TenantAtlas/specs/115-baseline-operability-alerts/research.md

# Research — Baseline Operability & Alert Integration (Spec 115)

This document resolves planning unknowns and records implementation decisions.

## Decisions

### 1) Completeness counters for safe auto-close
- Decision: Treat compare “completeness counters” as `OperationRun.summary_counts.total`, `processed`, and `failed`.
- Rationale: Ops-UX contracts already standardize these keys via `OperationSummaryKeys::all()`; they’re the metrics the UI understands for determinate progress.
- Alternatives considered:
  - Add new keys like `total_count` / `processed_count` / `failed_item_count` → rejected because it would require expanding `OperationSummaryKeys::all()` and updating Ops-UX guard tests without a strong benefit.

### 2) Where auto-close runs
- Decision: Perform auto-close at the end of `CompareBaselineToTenantJob` (after findings upsert), using the run’s computed “seen” fingerprint set.
- Rationale: The job already has the full drift result set for the tenant+profile; it’s the only place that can reliably know what was evaluated.
- Alternatives considered:
  - Separate queued job for auto-close → rejected (extra run coordination and more complex observability for no benefit).

### 3) Baseline finding lifecycle semantics (new vs reopened vs existing open)
- Decision: Mirror the existing drift lifecycle behavior (as implemented in `DriftFindingGenerator`):
  - New fingerprint → `status = new`.
  - Previously terminal fingerprint (at least `resolved`) observed again → `status = reopened` and set `reopened_at`.
  - Existing open finding → do not overwrite workflow status (avoid resetting `triaged`/`in_progress`).
- Rationale: This preserves operator workflow state and enables “alert only on new/reopened” logic.
- Alternatives considered:
  - Always set `status = new` on every compare (current behavior) → rejected because it can overwrite workflow state.

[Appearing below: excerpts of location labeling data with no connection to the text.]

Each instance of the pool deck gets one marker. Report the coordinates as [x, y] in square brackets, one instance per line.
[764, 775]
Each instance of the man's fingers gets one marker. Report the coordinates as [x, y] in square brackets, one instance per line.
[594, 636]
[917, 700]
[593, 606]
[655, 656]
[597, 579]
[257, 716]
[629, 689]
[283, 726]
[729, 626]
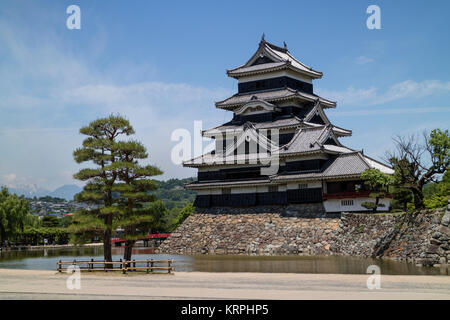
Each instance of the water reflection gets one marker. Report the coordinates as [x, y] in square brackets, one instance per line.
[46, 260]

### 4) Alert deduplication key for baseline drift
- Decision: Set `fingerprint_key` to a stable string derived from the finding fingerprint (e.g. `finding_fingerprint:{fingerprint}`) for baseline drift events.
- Rationale: Alert delivery dedupe uses `fingerprint_key` (or `idempotency_key`) via `AlertFingerprintService`.
- Alternatives considered:
  - Use `finding:{id}` → rejected because it ties dedupe to a DB surrogate rather than the domain fingerprint.

### 5) Baseline-specific event types
- Decision: Add two new alert event types and produce them in `EvaluateAlertsJob`:
  - `baseline_high_drift`: for baseline compare findings (`source = baseline.compare`) that are `new`/`reopened` in the evaluation window and meet severity threshold.
  - `baseline_compare_failed`: for `OperationRun.type = baseline_compare` with `outcome in {failed, partially_succeeded}` in the evaluation window.
- Rationale: The spec requires strict separation from generic drift alerts and precise triggering rules.
- Alternatives considered:
  - Reuse `high_drift` / `compare_failed` → rejected because it would mix baseline and non-baseline meaning.

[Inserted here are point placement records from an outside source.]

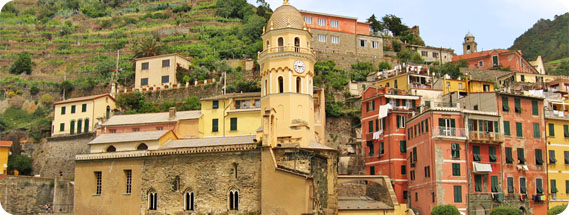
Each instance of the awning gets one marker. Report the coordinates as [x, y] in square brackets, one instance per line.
[481, 168]
[401, 97]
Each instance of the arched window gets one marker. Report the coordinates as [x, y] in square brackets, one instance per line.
[298, 83]
[152, 200]
[234, 200]
[111, 149]
[142, 146]
[281, 85]
[189, 201]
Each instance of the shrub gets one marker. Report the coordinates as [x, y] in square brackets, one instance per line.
[557, 210]
[445, 210]
[505, 210]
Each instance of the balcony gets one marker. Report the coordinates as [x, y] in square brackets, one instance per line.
[287, 49]
[449, 132]
[556, 114]
[485, 137]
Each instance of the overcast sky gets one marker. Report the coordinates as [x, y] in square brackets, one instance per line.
[444, 23]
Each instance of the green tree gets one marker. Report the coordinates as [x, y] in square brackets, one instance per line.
[21, 163]
[557, 210]
[445, 210]
[23, 64]
[505, 210]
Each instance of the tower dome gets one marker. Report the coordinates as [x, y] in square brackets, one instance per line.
[285, 16]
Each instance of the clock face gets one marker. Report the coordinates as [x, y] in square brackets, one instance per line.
[299, 66]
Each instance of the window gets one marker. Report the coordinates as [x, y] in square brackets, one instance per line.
[456, 169]
[521, 157]
[476, 153]
[510, 184]
[477, 183]
[538, 157]
[308, 20]
[165, 79]
[214, 127]
[334, 24]
[492, 152]
[494, 183]
[321, 22]
[189, 201]
[517, 105]
[519, 130]
[321, 38]
[455, 147]
[523, 188]
[152, 200]
[505, 105]
[539, 185]
[536, 130]
[99, 181]
[128, 176]
[234, 200]
[335, 39]
[165, 63]
[553, 186]
[552, 159]
[233, 124]
[509, 155]
[458, 194]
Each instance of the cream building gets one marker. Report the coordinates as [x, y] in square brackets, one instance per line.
[80, 115]
[158, 71]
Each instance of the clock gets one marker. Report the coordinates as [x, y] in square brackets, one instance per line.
[299, 67]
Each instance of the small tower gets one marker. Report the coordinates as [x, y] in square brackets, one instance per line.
[469, 45]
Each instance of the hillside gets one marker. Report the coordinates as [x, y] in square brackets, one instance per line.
[548, 38]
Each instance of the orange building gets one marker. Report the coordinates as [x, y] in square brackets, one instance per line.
[497, 58]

### 6) Cooldown behavior for baseline_compare_failed
- Decision: Reuse the existing per-rule cooldown + quiet-hours suppression implemented in `AlertDispatchService` (no baseline-specific cooldown setting).
- Rationale: Matches spec clarification and existing patterns.

### 7) Workspace settings implementation approach
- Decision: Implement baseline settings using the existing `SettingsRegistry`/`SettingsResolver`/`SettingsWriter` system with new keys under a new `baseline` domain:
  - `baseline.severity_mapping` (json map with restricted keys)
  - `baseline.alert_min_severity` (string)
  - `baseline.auto_close_enabled` (bool)
- Rationale: This matches existing settings infrastructure and ensures consistent “effective value” semantics.

### 8) Information architecture (IA) and planes
- Decision: Keep baseline profile CRUD as workspace-owned (non-tenant scoped) and baseline compare monitoring as tenant-context only.
- Rationale: Matches SCOPE-001 and spec FR-018.

## Notes / Repo Facts Used
- Ops-UX allowed summary keys are defined in `App\Support\OpsUx\OperationSummaryKeys`.
- Drift lifecycle patterns exist in `App\Services\Drift\DriftFindingGenerator` (reopen + resolve stale).
- Alert dispatch dedupe/cooldown/quiet-hours are centralized in `App\Services\Alerts\AlertDispatchService` and `AlertFingerprintService`.
- Workspace settings are handled by `App\Support\Settings\SettingsRegistry` + `SettingsResolver` + `SettingsWriter`.